Sostiene Alfredo Conde que no es Semana Santa en esta parte de la cristiandad hasta que no lee mi columna en este diario referida a la semana de Pasión en Viveiro.
Debe ser que cada año, cuando estalla la primavera, me dejo llevar por un profundo sentimiento cofrade que brota temporalmente en el bosque de palabras que cada sábado conforman estos Nordés.
No es fácil transmitir este sentimiento en una sociedad laica que mira de reojo las manifestaciones religiosas o quiere verlas como un espectáculo colorista, folclórico o cuando menos antropológico.
Haber nacido en Viveiro, o en Zamora, y no digamos en Sevilla, Valladolid o Málaga, imprime carácter a la hora de vivir los días grandes de la Semana Santa.
Explicar cómo un pueblo de poco más de quince mil habitantes puede movilizar a cinco mil personas para participar activamente en los desfiles procesionales, con cientos de llevadores —en Viveiro se llama así a los costaleros—, bandas de música, de cornetas y tambores, nazarenos y porta hachones —que por estos pagos los llamamos capuchones—, portadores de andas (arquetas), estandartes y lábaros, presidencias de hermandades… en fin, todo un pueblo debajo y al lado de las imágenes que siguen moviendo a la piedad popular de las buenas gentes, que todavía se conmueven viendo un auto sacramental que sobrevive a varios siglos, cuando en la plaza mayor de mi pueblo una imagen de Cristo articulada cae de hinojos con su cruz a cuestas por primera vez camino de un Gólgota imaginado.
Contar emociones y trasladar sentimientos es un ejercicio harto difícil, máxime en estos tiempos de prisas y banalidades escasamente explicables; puede parecer antiguo exhumar esta temática religiosa, pero no es antiguo, es clásico, notable diferencia.
Mañana es Domingo de Ramos, y Jesús, montado en un jumento, en un humilde burro, que en Viveiro hemos dado en llamar la borriquita, entra en Jerusalén acompañado por gentes que portan palmas y ramos de olivo o laurel.

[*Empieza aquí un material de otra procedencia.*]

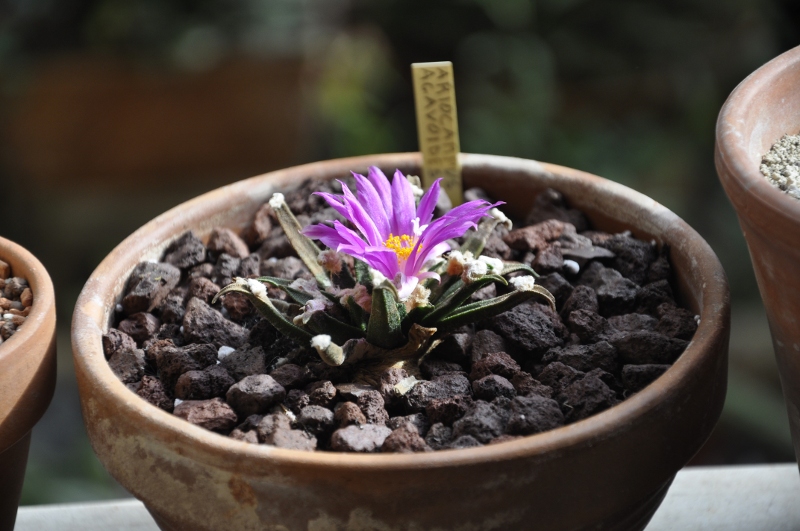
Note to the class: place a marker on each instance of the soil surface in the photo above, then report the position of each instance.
(526, 371)
(781, 166)
(16, 300)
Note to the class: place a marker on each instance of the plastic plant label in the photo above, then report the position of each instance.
(437, 126)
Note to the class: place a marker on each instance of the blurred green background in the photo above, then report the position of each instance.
(113, 111)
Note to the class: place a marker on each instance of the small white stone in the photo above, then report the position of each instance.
(224, 351)
(572, 267)
(525, 283)
(277, 200)
(257, 288)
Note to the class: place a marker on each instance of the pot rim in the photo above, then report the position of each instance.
(734, 166)
(90, 322)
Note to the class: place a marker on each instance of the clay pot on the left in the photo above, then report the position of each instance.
(27, 377)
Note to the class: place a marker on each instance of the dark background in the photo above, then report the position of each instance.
(113, 111)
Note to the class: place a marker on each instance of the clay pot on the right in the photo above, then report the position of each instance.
(763, 108)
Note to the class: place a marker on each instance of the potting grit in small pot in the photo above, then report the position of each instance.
(413, 327)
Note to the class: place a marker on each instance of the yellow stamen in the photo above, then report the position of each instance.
(401, 245)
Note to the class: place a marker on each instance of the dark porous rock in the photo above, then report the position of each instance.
(250, 266)
(237, 305)
(527, 385)
(585, 397)
(371, 404)
(631, 322)
(115, 341)
(424, 392)
(419, 420)
(528, 330)
(289, 267)
(148, 285)
(550, 204)
(454, 348)
(351, 391)
(433, 367)
(321, 393)
(615, 293)
(203, 270)
(557, 376)
(483, 422)
(172, 307)
(213, 414)
(533, 414)
(496, 248)
(128, 364)
(222, 240)
(263, 334)
(558, 286)
(316, 420)
(589, 326)
(644, 348)
(490, 387)
(244, 436)
(153, 391)
(201, 385)
(582, 298)
(363, 439)
(296, 400)
(275, 246)
(185, 252)
(676, 322)
(348, 414)
(140, 326)
(584, 358)
(391, 377)
(548, 259)
(448, 410)
(405, 440)
(633, 257)
(291, 376)
(172, 361)
(255, 394)
(203, 289)
(637, 377)
(204, 324)
(535, 237)
(439, 436)
(659, 269)
(244, 362)
(485, 342)
(464, 441)
(260, 228)
(225, 269)
(652, 295)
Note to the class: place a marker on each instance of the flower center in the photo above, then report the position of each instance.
(401, 245)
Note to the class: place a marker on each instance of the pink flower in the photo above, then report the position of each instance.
(394, 236)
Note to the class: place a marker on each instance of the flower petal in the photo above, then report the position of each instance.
(428, 203)
(403, 206)
(371, 201)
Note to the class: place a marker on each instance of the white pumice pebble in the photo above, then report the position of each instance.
(224, 351)
(572, 266)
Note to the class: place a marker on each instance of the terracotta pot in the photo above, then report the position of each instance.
(27, 377)
(610, 471)
(762, 109)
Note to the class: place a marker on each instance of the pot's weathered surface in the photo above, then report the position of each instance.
(27, 377)
(606, 472)
(762, 109)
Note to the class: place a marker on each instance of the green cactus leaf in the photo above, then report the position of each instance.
(269, 312)
(384, 326)
(306, 249)
(452, 303)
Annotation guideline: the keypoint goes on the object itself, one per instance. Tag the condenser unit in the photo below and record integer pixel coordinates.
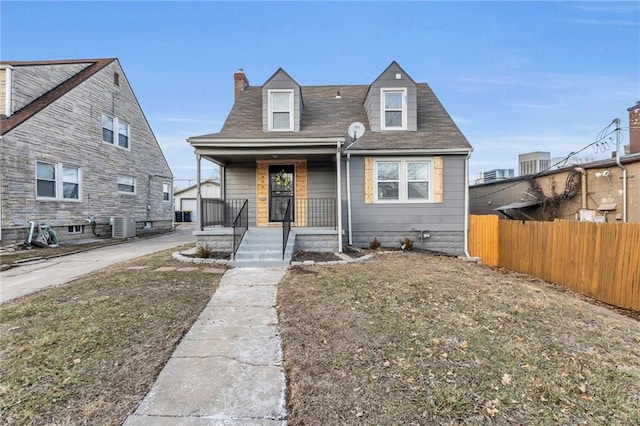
(123, 227)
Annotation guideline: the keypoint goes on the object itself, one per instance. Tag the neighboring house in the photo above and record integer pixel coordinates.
(76, 147)
(594, 191)
(404, 178)
(186, 199)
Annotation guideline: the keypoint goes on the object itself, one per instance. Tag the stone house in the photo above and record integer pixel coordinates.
(76, 150)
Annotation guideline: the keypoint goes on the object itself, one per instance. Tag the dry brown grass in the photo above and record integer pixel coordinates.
(411, 338)
(88, 351)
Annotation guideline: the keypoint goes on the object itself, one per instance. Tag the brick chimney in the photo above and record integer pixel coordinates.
(241, 82)
(634, 128)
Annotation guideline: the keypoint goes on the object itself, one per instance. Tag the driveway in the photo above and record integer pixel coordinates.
(35, 276)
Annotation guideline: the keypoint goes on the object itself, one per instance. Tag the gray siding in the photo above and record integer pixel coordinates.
(392, 222)
(388, 80)
(69, 131)
(321, 180)
(241, 184)
(31, 82)
(281, 80)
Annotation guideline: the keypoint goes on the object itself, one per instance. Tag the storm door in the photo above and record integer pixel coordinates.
(281, 190)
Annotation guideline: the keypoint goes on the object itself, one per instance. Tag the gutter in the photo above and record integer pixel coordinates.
(624, 171)
(396, 152)
(466, 205)
(583, 182)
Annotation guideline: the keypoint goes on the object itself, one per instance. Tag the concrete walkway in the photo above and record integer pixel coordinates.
(34, 276)
(227, 370)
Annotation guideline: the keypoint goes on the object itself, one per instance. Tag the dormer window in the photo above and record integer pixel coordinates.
(394, 109)
(281, 110)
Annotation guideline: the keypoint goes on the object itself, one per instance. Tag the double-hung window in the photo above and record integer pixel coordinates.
(109, 127)
(281, 110)
(126, 184)
(402, 181)
(57, 181)
(123, 134)
(393, 109)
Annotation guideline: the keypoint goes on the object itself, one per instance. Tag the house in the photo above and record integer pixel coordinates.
(601, 191)
(77, 151)
(354, 163)
(185, 199)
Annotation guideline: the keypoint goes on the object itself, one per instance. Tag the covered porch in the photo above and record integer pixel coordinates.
(288, 184)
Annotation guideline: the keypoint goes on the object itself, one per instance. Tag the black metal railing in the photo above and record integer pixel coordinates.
(315, 212)
(309, 212)
(286, 227)
(240, 226)
(217, 212)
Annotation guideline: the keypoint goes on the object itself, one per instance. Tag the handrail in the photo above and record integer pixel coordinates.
(286, 227)
(242, 222)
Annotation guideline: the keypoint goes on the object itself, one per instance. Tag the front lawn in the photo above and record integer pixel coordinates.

Es un hosanna, un saludo, que pone pórtico a los días centrales de la Pasión, que en Viveiro es una pasión colectiva que perdura desde hace siglos.
Y, como cada abril, traigo hasta estas páginas la memoria ritual de un sentimiento cofrade impreso en mi código genético, como nativo de un lugar al norte del norte, que no quiere defraudar a su amigo Alfredo Conde.